Depends. If there's a totally different flow depending on the payload, i'd use differnt objects/functions to handle that or even use different endpoints. But the if would still be necessary, whether I'd check the payload, or make someone choose an endpoint or even use something like keyed services.
If it's something like subset/superset, e.g. user who executes some action and we do additional stuff depending on whether they're an admin or not, I'd have a User.cs class with a flag and then handle that request with a specific user and check whether they have right or not. In an if.

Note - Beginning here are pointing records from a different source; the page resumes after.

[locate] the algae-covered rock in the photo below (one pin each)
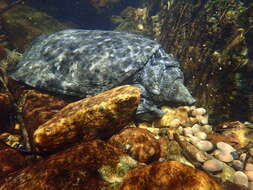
(211, 38)
(79, 167)
(138, 143)
(22, 24)
(94, 117)
(168, 175)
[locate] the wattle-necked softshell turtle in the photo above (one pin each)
(83, 63)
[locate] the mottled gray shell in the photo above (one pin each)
(83, 62)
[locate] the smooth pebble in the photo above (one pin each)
(194, 140)
(201, 135)
(204, 145)
(249, 167)
(213, 165)
(198, 111)
(195, 128)
(202, 119)
(240, 178)
(251, 152)
(207, 128)
(249, 174)
(237, 165)
(188, 131)
(225, 157)
(224, 147)
(202, 156)
(243, 157)
(175, 123)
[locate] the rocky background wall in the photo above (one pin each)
(75, 146)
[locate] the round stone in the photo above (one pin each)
(202, 119)
(213, 165)
(240, 178)
(249, 167)
(198, 111)
(224, 147)
(175, 123)
(249, 174)
(237, 165)
(188, 131)
(201, 135)
(204, 145)
(225, 157)
(196, 128)
(202, 156)
(194, 140)
(207, 128)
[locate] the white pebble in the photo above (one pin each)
(199, 111)
(195, 128)
(249, 175)
(243, 157)
(194, 140)
(201, 135)
(240, 178)
(251, 152)
(202, 119)
(250, 185)
(204, 145)
(213, 165)
(188, 131)
(237, 164)
(249, 167)
(202, 156)
(175, 123)
(224, 147)
(180, 130)
(225, 157)
(207, 128)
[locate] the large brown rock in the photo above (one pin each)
(87, 166)
(37, 108)
(94, 117)
(5, 109)
(10, 160)
(139, 143)
(170, 175)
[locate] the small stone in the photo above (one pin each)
(188, 131)
(202, 156)
(250, 185)
(175, 123)
(194, 140)
(235, 155)
(240, 178)
(251, 152)
(224, 147)
(196, 128)
(180, 130)
(198, 111)
(225, 157)
(249, 167)
(207, 128)
(249, 174)
(202, 119)
(237, 165)
(201, 135)
(243, 157)
(204, 145)
(213, 165)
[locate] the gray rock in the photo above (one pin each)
(83, 63)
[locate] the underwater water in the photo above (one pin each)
(190, 67)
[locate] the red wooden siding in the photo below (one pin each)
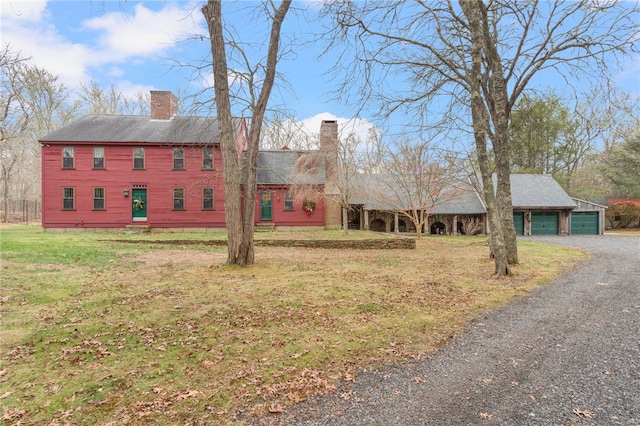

Great video, as it has become more likely like typescript.
This is good stuff
Embedded interface. First time seeing this. Not sure what to think of it.
Haha, yeah that was just a quick thing dont do that
2nd example is kind of an overkill. I get the point, but in this case, passing a selector function as a parameter was enough.
So you’re still replacing the if statement with an object, the downside of that is that you’re expecting the selector function to be the only thing that is different between the two.
Could you please make a video about autofac?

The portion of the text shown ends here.